David Tameron - Wachovia Capital Markets
For '09, yes.
Marc Rowland
Well, the Q2 ramp down is going to start with drilling CapEx, as a point of reference for the March month was $337 million. I mentioned that we think that by the end of Q2, certainly by the beginning or so of Q3, that that will be approaching and go below 200.
So generally we have been moving down between $50 million and $75 million to $100 million of expenditure per month in the last three months, and our projection would be to continue that trend slowing and then our rig count, Steve, I think is beginning to look up a little bit right now at the end of Q3, is that approximately right?
Steve Dixon
Right. So, we're projecting three and four to basically be flat at under 600.
Marc Rowland
Yes. I think Jeff just said that Q2 would be $650 million, drilling CapEx and then Q3 and Q4, both 575.
Jeff Mobley
Moderator, I think we have time for one more question.
Operator
We will move to our last question. It comes from Rehan Rashid with FBR Capital Markets.
Rehan Rashid - FBR Capital Markets
Just a structural question maybe and using Fayetteville as an example. If I use risk 39 reserves and then call it expected '09 production in the Fayetteville area, your RP ratio on that 3P basis is about 70 years.
How do you think about this RP ratio, is there an optimal lower number that you would want to be gearing towards, maybe just some thoughts on this longer RP ratio?
Aubrey McClendon
I think we would like to have it all produced in one day and just get paid for it and would be done. But that's not the way the earth works.
And so, when you look at our acreage inventory of 440,000 acres and you look at a well every 80 acres, you have room for about 5500 net wells there. And I don't know how many net wells we have drilled so far, but my guess is, not more than Jeff may have it exactly but probably not more than 1,000.
And so, it is just matter of how much money do you have to apply to a play. And then, how much gas can a market take at any one time.

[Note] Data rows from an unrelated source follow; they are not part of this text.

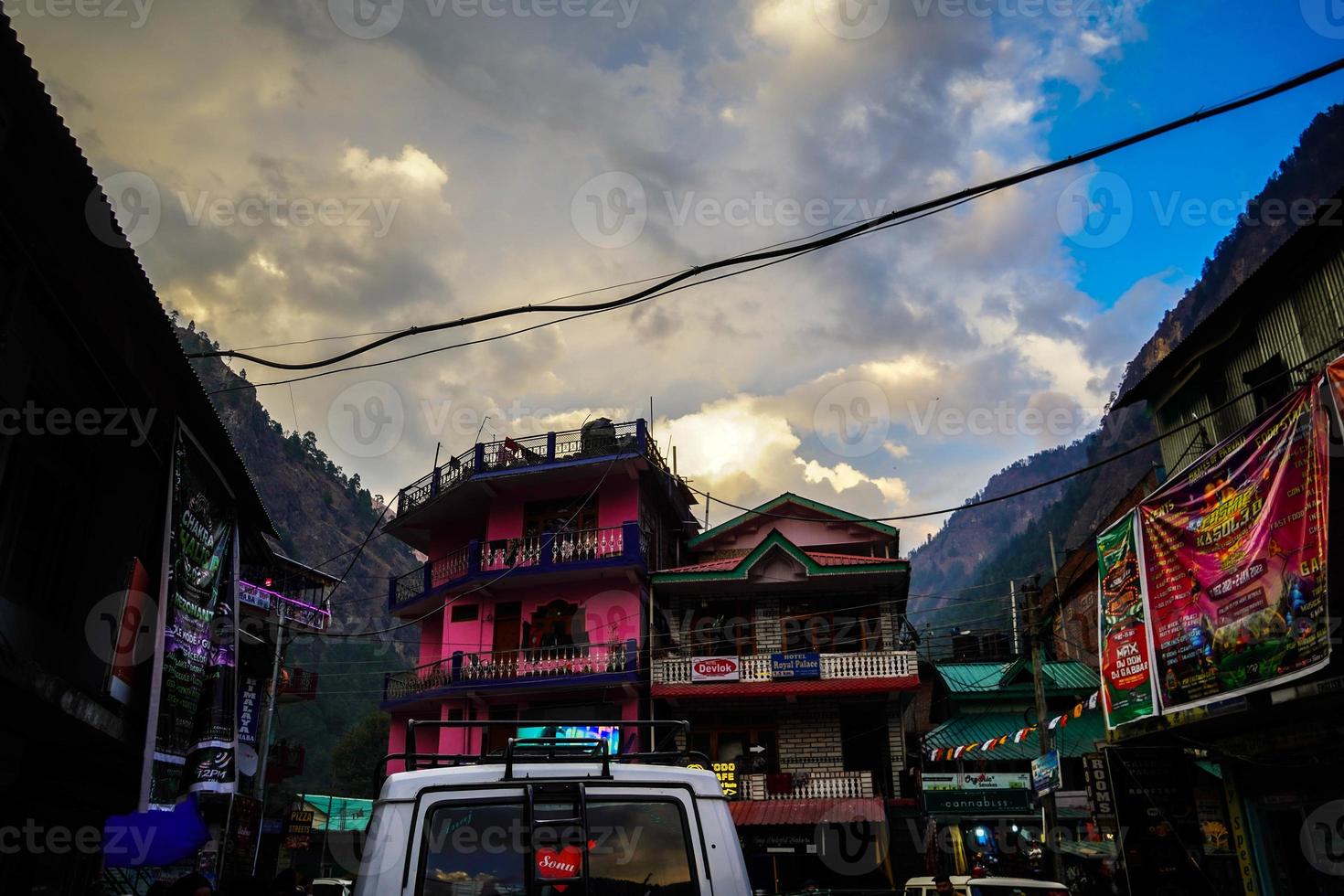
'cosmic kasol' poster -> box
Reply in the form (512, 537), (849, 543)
(1138, 384), (1330, 712)
(1097, 510), (1156, 728)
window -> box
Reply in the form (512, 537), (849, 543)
(523, 495), (597, 538)
(420, 799), (699, 896)
(781, 599), (881, 653)
(684, 601), (755, 656)
(1242, 352), (1293, 415)
(420, 804), (526, 896)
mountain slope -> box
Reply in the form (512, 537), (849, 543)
(177, 324), (418, 793)
(910, 105), (1344, 632)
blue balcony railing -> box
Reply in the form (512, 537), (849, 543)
(383, 639), (640, 699)
(397, 421), (650, 516)
(387, 520), (648, 612)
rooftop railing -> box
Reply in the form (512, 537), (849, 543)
(383, 641), (638, 699)
(397, 421), (653, 516)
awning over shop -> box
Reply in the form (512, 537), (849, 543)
(301, 794), (374, 830)
(729, 798), (887, 827)
(924, 710), (1106, 762)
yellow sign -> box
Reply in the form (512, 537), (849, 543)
(1223, 770), (1261, 896)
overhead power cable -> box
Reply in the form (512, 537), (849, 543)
(639, 333), (1344, 523)
(187, 58), (1344, 371)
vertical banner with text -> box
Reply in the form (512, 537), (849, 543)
(145, 438), (234, 807)
(1097, 510), (1155, 728)
(1140, 384), (1330, 712)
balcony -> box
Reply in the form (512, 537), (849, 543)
(652, 650), (919, 698)
(238, 579), (332, 632)
(741, 771), (874, 799)
(387, 521), (648, 613)
(383, 641), (638, 702)
(397, 421), (667, 518)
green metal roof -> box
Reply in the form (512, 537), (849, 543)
(934, 659), (1101, 698)
(652, 529), (910, 584)
(687, 492), (901, 548)
(924, 709), (1106, 762)
(300, 794), (374, 830)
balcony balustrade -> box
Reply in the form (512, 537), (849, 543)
(387, 521), (648, 610)
(383, 641), (638, 699)
(397, 421), (650, 516)
(741, 771), (874, 799)
(653, 650), (918, 685)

So clearly, I think what happens over time Rehan is that the conventional plays in the US slowly dry up or get [bell bowed] aside by the shale plays and that this production continues to increase over time and that that RP comes down. Right now, the RP doesn't really -- the reserve side of it doesn't get bigger over time, except this technology improves and we have already disclosed and southwestern has as well that we're running 30% better than our 2.2 pro forma.

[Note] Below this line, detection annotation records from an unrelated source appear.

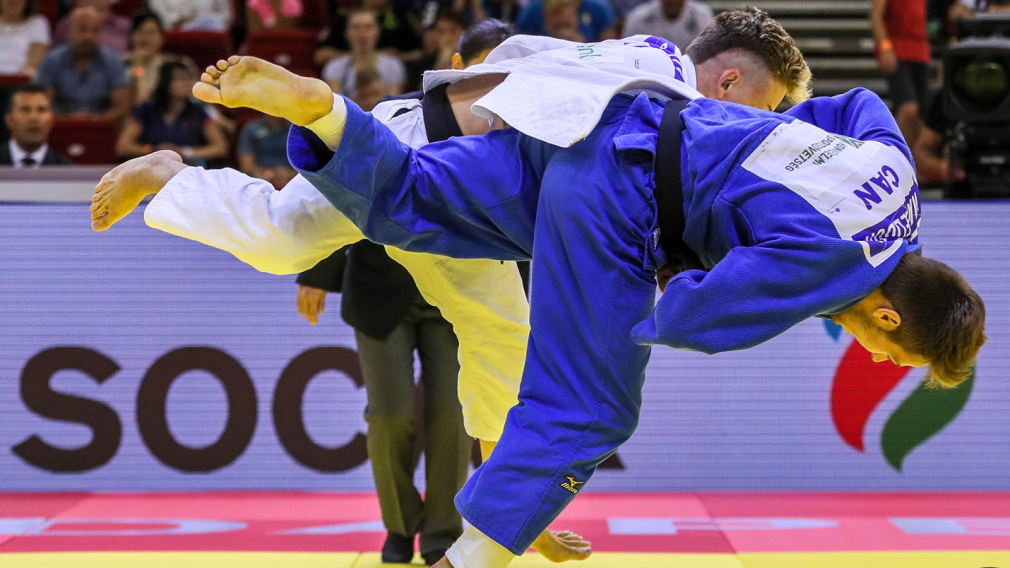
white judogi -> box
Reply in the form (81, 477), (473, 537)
(144, 35), (701, 442)
(424, 35), (702, 148)
(144, 100), (529, 442)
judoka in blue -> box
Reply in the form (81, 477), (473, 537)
(289, 90), (919, 555)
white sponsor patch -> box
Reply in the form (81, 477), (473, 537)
(743, 120), (919, 267)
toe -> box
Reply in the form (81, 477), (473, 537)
(193, 83), (224, 104)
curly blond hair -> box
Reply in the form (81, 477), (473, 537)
(687, 6), (813, 104)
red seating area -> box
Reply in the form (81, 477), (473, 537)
(49, 117), (118, 165)
(0, 0), (337, 165)
(165, 30), (235, 69)
(244, 29), (318, 76)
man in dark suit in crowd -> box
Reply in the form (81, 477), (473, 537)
(0, 85), (70, 168)
(298, 241), (474, 565)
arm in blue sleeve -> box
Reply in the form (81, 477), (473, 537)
(632, 232), (903, 354)
(288, 95), (557, 260)
(784, 88), (915, 167)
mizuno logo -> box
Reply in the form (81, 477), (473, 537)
(562, 476), (585, 493)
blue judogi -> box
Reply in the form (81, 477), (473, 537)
(289, 90), (919, 554)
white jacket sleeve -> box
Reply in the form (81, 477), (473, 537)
(143, 168), (364, 274)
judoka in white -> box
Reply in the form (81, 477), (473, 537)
(93, 9), (812, 559)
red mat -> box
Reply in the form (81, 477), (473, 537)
(0, 492), (1010, 553)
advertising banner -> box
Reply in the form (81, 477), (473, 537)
(0, 202), (1010, 491)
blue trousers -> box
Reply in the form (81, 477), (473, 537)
(289, 96), (657, 555)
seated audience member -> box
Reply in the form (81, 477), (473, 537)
(0, 85), (70, 168)
(54, 0), (129, 55)
(515, 0), (617, 41)
(623, 0), (712, 52)
(35, 6), (130, 121)
(315, 0), (421, 67)
(482, 0), (522, 22)
(0, 0), (49, 77)
(322, 10), (407, 98)
(351, 69), (388, 111)
(147, 0), (232, 31)
(245, 0), (303, 31)
(238, 115), (297, 189)
(123, 10), (198, 104)
(406, 8), (467, 91)
(116, 62), (228, 165)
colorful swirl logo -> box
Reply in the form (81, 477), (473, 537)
(824, 319), (975, 472)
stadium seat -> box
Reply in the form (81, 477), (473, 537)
(244, 29), (317, 76)
(0, 75), (31, 90)
(35, 0), (60, 30)
(298, 0), (329, 31)
(165, 29), (234, 70)
(112, 0), (147, 18)
(49, 117), (118, 165)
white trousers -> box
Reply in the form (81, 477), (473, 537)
(144, 168), (529, 442)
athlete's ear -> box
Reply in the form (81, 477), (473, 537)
(873, 307), (901, 332)
(718, 69), (743, 100)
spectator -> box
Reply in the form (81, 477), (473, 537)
(315, 0), (421, 67)
(515, 0), (617, 41)
(406, 8), (467, 89)
(351, 68), (388, 111)
(870, 0), (930, 147)
(245, 0), (303, 31)
(147, 0), (232, 31)
(238, 115), (296, 189)
(0, 85), (70, 168)
(116, 62), (228, 165)
(0, 0), (49, 77)
(623, 0), (712, 52)
(56, 0), (129, 55)
(35, 6), (130, 121)
(124, 10), (198, 104)
(322, 9), (407, 98)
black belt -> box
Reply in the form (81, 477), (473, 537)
(655, 100), (704, 270)
(421, 85), (463, 143)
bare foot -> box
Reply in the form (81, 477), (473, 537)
(533, 531), (593, 562)
(193, 56), (333, 126)
(91, 150), (188, 230)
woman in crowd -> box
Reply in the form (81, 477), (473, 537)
(245, 0), (302, 31)
(322, 9), (407, 98)
(123, 10), (197, 104)
(116, 62), (228, 165)
(0, 0), (49, 77)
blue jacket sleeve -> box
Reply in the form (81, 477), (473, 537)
(288, 94), (557, 260)
(632, 232), (902, 354)
(784, 88), (915, 167)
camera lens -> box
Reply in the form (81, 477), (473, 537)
(953, 59), (1010, 110)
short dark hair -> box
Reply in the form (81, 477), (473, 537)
(150, 61), (192, 112)
(880, 253), (987, 387)
(5, 83), (49, 114)
(460, 18), (519, 64)
(129, 8), (165, 33)
(686, 6), (811, 104)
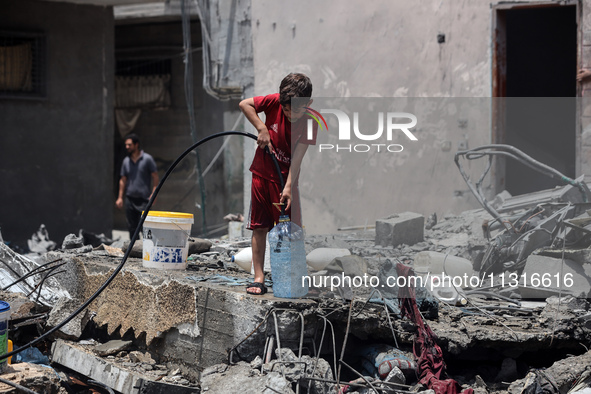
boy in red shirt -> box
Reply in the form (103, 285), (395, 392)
(239, 73), (317, 295)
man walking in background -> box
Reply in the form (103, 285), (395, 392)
(115, 133), (159, 238)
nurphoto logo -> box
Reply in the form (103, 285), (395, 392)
(306, 108), (417, 153)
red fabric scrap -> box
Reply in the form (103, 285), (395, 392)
(396, 263), (474, 394)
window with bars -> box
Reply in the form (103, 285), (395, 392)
(0, 30), (46, 97)
(115, 59), (171, 109)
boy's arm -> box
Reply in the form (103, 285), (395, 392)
(238, 97), (274, 152)
(280, 144), (308, 210)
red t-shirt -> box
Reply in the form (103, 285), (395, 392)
(250, 93), (318, 183)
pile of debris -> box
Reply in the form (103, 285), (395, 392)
(0, 146), (591, 394)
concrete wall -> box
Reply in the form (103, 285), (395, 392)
(245, 0), (580, 233)
(0, 0), (114, 246)
(115, 9), (251, 236)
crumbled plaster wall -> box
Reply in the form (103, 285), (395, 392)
(245, 0), (498, 233)
(245, 0), (591, 233)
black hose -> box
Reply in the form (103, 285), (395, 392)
(265, 146), (285, 215)
(0, 378), (38, 394)
(0, 131), (260, 360)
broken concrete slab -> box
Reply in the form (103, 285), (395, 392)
(375, 212), (425, 247)
(94, 339), (133, 356)
(325, 255), (367, 277)
(508, 351), (591, 394)
(201, 362), (295, 394)
(0, 363), (61, 394)
(129, 350), (156, 365)
(47, 297), (90, 340)
(52, 339), (195, 394)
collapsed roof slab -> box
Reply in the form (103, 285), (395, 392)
(47, 253), (316, 378)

So we're somewhere between 2.8 and 3 these days. So that number kind of stays out there, and then as your production grows obviously that RP shrinks over time and as you're able to afford more drilling and as the market can absorb more gas than you can accelerate.

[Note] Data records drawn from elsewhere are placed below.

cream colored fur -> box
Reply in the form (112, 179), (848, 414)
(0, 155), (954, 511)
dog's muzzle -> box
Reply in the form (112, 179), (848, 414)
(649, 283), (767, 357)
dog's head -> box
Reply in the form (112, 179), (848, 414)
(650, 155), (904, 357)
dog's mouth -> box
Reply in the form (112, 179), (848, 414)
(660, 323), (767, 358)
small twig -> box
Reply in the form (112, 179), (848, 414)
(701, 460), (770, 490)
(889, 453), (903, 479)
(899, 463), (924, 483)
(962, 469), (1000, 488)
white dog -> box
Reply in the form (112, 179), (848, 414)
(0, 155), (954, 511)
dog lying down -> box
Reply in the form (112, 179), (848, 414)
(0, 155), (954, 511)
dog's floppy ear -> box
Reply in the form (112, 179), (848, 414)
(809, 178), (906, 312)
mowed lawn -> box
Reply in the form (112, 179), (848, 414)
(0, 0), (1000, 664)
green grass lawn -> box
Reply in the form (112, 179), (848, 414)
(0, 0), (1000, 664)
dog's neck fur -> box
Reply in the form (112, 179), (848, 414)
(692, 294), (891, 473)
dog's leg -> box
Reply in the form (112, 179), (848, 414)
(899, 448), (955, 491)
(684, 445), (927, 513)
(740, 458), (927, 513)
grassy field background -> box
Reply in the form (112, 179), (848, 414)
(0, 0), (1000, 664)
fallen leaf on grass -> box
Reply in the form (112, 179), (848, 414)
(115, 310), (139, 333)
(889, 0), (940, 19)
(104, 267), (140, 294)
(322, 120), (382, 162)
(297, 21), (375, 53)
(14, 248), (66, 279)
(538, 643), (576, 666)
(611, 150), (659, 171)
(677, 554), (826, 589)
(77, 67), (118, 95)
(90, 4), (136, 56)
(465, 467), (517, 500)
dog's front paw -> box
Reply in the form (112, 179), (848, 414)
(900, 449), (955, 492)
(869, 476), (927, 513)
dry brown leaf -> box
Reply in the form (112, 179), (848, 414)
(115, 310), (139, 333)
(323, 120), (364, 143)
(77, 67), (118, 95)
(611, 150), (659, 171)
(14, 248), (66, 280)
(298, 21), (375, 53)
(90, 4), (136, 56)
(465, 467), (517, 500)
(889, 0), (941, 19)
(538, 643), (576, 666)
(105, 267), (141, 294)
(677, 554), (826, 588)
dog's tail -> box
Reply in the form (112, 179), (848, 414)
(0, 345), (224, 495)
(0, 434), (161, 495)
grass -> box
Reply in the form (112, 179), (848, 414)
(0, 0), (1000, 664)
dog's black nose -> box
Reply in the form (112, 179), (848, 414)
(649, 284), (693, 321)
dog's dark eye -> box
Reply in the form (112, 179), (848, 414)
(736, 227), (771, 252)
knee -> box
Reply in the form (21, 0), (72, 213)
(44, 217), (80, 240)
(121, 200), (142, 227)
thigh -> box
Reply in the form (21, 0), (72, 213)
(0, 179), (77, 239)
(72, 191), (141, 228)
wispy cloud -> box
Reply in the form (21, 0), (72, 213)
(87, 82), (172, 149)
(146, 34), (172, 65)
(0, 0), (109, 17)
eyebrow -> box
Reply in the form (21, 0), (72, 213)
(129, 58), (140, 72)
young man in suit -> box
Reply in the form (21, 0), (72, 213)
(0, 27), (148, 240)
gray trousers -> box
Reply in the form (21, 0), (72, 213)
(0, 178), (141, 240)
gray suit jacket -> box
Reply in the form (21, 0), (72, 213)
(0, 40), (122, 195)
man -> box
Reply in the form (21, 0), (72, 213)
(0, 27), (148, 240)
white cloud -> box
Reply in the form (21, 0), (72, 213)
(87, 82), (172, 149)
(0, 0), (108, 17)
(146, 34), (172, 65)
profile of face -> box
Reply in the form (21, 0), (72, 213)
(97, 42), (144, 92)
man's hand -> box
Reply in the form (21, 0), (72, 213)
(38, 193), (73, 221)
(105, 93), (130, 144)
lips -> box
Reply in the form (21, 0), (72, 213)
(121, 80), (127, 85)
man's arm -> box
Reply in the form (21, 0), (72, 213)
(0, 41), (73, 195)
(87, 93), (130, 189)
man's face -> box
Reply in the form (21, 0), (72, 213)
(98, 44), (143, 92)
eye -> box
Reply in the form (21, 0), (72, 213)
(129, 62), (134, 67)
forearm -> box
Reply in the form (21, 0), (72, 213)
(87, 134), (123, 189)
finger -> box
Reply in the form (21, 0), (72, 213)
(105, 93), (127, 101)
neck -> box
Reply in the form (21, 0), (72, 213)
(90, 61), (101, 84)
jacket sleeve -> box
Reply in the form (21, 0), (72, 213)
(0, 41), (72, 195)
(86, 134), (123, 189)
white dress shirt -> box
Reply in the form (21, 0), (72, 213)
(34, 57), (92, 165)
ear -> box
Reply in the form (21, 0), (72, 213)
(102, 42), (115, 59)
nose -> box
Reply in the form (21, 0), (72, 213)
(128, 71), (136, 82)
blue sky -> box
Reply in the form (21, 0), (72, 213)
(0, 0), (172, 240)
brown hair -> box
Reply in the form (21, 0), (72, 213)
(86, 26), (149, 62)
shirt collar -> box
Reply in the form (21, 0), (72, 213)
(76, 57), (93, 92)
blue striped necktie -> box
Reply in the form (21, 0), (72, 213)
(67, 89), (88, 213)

Jeff tells me that our net drilling so far in the Fayetteville has been 313 net wells.
Jeff Mobley
Net PDP wells.
Aubrey McClendon
Net PDP wells out of a potential of about 5500. So, we have only drilled 6% of our potential wells in the Fayetteville today.
Jeff Mobley
Just to echo that Aubrey, just adding to that we show about $25,000 acres drilled today that will be entire acreage position. And if you're really to think about a true RP ratio on just proved reserves and not trying to expand it to the whole universe of what might ultimately be drilled, we have just over 800 Bcf of proved reserves books.
So I am not sure how much will produce this year Steve in just the Fayetteville on a net basis, but current is 200. I don't know what the year is projected.
Steve Dixon
That would give you a true indication of what really the RP that most people think about of production versus book proved reserves.
Rehan Rashid - FBR Capital Markets
On the CapEx one really quickly the 575 for Q3, Q4 is that before reimbursements from the JV or net of it?
Aubrey McClendon
That is after, that is net of.
Rehan Rashid - FBR Capital Markets
Okay, thank you.
Jeff Mobley
Okay, thank you, and looks like that is the end. So, we appreciate it very much.
If you have any follow-up questions for us, please give Jeff or Mark a holler. Thank you.
Operator
This does conclude today's conference. Thank you for joining us and have a wonderful day.